Government has launched a range of Real Help for Business in the current situation. I attach All measures offering real help for small business can be accessed via the Business Link portal:

* The http://www.businesslink.gov.uk/realhelp portal
* Their local Business Link adviser on 0845 600 9 006
* Information on finance schemes and an initial assessment of eligibility is available at http://www.businesslink.gov.uk/realhelp/finance

Social Enterprise Access to Investment programme
This Social Enterprise Access to Investment programme will be run by the National Endowment for Science, Technology and the Arts (NESTA) and is jointly funded by the Office of the Third Sector in the Cabinet Office.
The programme will run for one year to provide insight into how Investment Readiness Providers (IRPs) that provide advice and brokerage for social enterprises may be sustainably financed in the future. This aims to increase the quality of social enterprise investment proposals; their chances of success; and the appeal of social enterprises as investment vehicles.

While, Social Enterprises can benefit from a wide range of financial products they are not always able to access the finance appropriate for them.

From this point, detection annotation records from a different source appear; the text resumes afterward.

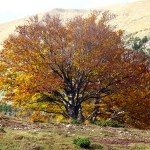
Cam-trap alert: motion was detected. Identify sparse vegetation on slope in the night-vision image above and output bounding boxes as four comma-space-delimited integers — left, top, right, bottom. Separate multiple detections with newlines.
0, 118, 150, 150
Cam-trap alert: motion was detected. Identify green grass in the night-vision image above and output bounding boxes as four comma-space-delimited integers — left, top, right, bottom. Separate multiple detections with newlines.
0, 123, 150, 150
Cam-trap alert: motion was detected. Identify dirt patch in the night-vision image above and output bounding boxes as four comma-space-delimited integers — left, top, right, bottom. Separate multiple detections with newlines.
92, 137, 150, 146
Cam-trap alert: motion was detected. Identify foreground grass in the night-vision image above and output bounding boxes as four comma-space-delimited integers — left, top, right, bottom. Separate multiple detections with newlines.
0, 119, 150, 150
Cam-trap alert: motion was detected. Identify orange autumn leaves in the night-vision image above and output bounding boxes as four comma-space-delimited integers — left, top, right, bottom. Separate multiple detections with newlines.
0, 12, 150, 127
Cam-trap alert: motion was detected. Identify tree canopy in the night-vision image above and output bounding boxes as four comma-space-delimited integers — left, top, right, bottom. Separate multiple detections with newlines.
0, 12, 150, 127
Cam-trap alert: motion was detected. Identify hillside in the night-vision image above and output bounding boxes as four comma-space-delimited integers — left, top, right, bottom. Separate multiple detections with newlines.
0, 0, 150, 49
0, 117, 150, 150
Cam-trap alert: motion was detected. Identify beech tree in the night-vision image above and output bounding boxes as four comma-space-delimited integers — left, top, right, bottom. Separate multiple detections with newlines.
0, 12, 148, 121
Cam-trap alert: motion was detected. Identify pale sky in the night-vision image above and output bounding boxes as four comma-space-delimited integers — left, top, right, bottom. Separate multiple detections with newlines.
0, 0, 133, 23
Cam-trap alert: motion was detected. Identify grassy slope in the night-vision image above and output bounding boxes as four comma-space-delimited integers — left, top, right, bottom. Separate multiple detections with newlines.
0, 119, 150, 150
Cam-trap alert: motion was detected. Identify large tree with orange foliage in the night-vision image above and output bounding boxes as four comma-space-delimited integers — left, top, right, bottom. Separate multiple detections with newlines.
0, 12, 148, 121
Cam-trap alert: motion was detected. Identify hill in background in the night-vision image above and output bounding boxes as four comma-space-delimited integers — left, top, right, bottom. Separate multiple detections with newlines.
0, 0, 150, 49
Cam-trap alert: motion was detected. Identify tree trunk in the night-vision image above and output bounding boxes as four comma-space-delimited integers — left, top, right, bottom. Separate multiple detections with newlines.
67, 105, 84, 122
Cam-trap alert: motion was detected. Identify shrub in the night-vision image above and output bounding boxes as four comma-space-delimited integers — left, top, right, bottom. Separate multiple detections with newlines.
95, 120, 124, 128
73, 137, 91, 148
70, 120, 81, 125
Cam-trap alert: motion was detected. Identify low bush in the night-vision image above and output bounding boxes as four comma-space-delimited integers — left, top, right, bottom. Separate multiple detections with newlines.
73, 137, 91, 148
95, 120, 125, 128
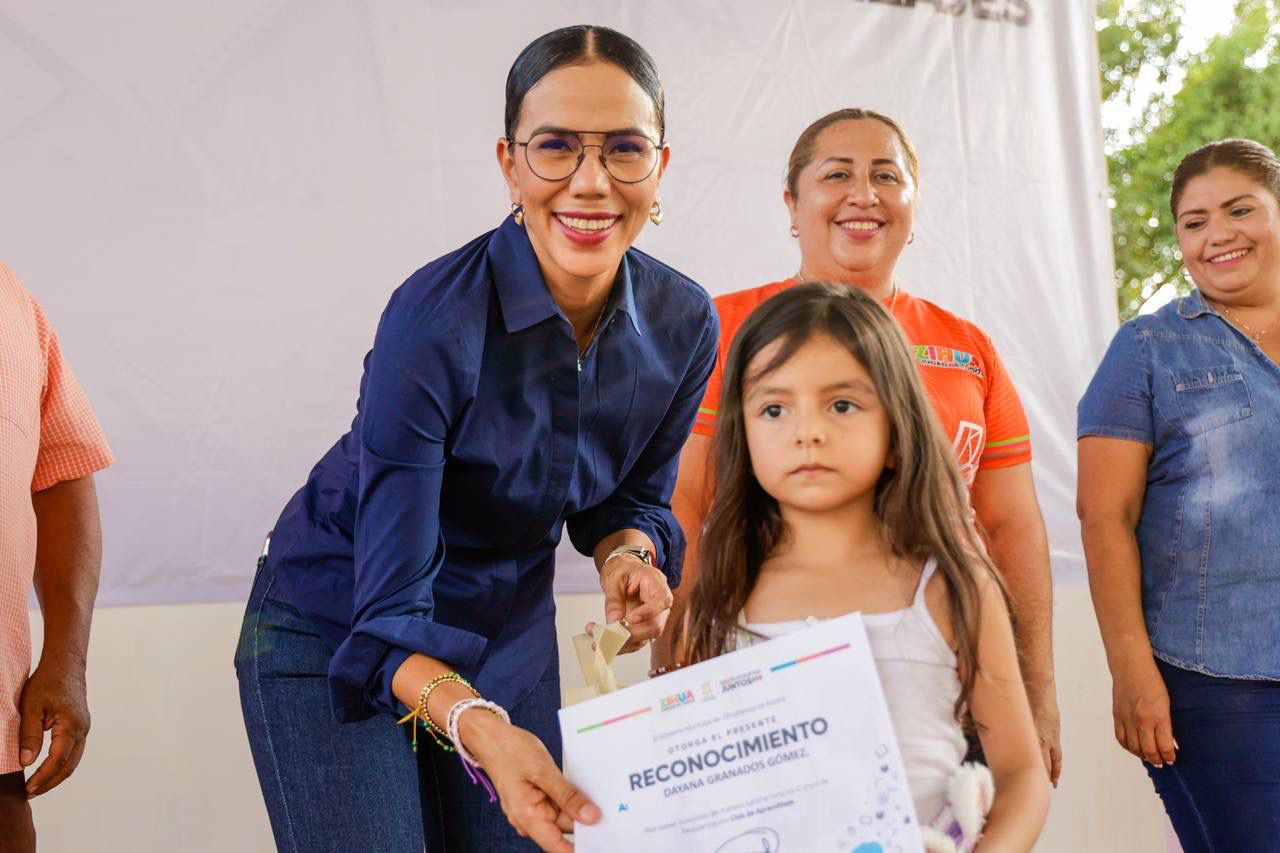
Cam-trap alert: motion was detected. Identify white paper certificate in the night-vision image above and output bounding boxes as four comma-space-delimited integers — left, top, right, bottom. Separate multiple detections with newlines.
559, 613, 922, 853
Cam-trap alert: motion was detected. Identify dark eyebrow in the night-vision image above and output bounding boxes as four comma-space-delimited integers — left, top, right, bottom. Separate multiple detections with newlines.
742, 386, 791, 400
1178, 192, 1258, 219
742, 379, 877, 398
818, 158, 902, 169
519, 124, 649, 138
823, 379, 876, 394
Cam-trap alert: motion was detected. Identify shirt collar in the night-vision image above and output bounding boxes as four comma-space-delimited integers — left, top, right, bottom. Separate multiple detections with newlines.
1178, 287, 1217, 320
489, 216, 644, 334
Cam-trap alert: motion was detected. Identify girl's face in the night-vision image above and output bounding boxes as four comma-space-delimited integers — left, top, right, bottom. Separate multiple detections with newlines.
742, 334, 892, 512
783, 119, 915, 283
498, 63, 671, 294
1176, 167, 1280, 301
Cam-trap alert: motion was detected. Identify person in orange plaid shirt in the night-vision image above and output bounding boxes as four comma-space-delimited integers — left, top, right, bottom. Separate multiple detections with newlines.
654, 109, 1061, 784
0, 264, 111, 853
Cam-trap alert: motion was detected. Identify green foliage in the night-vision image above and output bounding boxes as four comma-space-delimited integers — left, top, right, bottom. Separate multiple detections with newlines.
1098, 0, 1280, 319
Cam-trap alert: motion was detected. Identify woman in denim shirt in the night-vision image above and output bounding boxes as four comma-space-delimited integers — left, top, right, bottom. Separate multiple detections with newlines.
1078, 140, 1280, 853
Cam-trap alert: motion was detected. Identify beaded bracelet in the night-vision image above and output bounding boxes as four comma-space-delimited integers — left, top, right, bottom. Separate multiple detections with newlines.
649, 663, 689, 678
399, 671, 480, 752
447, 697, 511, 803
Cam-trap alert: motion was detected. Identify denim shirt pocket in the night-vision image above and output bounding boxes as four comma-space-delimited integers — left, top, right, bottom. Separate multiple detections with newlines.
1172, 364, 1253, 435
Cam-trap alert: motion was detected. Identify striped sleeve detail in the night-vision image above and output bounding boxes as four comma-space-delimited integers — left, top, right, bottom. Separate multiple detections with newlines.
982, 434, 1032, 461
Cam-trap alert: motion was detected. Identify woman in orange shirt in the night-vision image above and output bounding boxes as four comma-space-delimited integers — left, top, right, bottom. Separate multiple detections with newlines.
655, 109, 1061, 783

Evidence suggests that this might be due to the fact that many SEs are not always investment ready and can have low levels of financial literacy. This translates into higher transaction costs for investment in these organisations.

According to research undertaken, there is a lack of appropriate financial advice for social enterprises and existing advice is often targeted at mainstream businesses.

One of the key features of the programme is a success fee that will incentivise 'brokers' of advice to help social enterprises access funds. These fees will be performance based and only payable to investment readiness providers in the event of social enterprises successfully accessing risk capital. The aim is to adopt the model of success fees proven in other markets in the developing capital market for businesses driven by more than just the financial bottom line.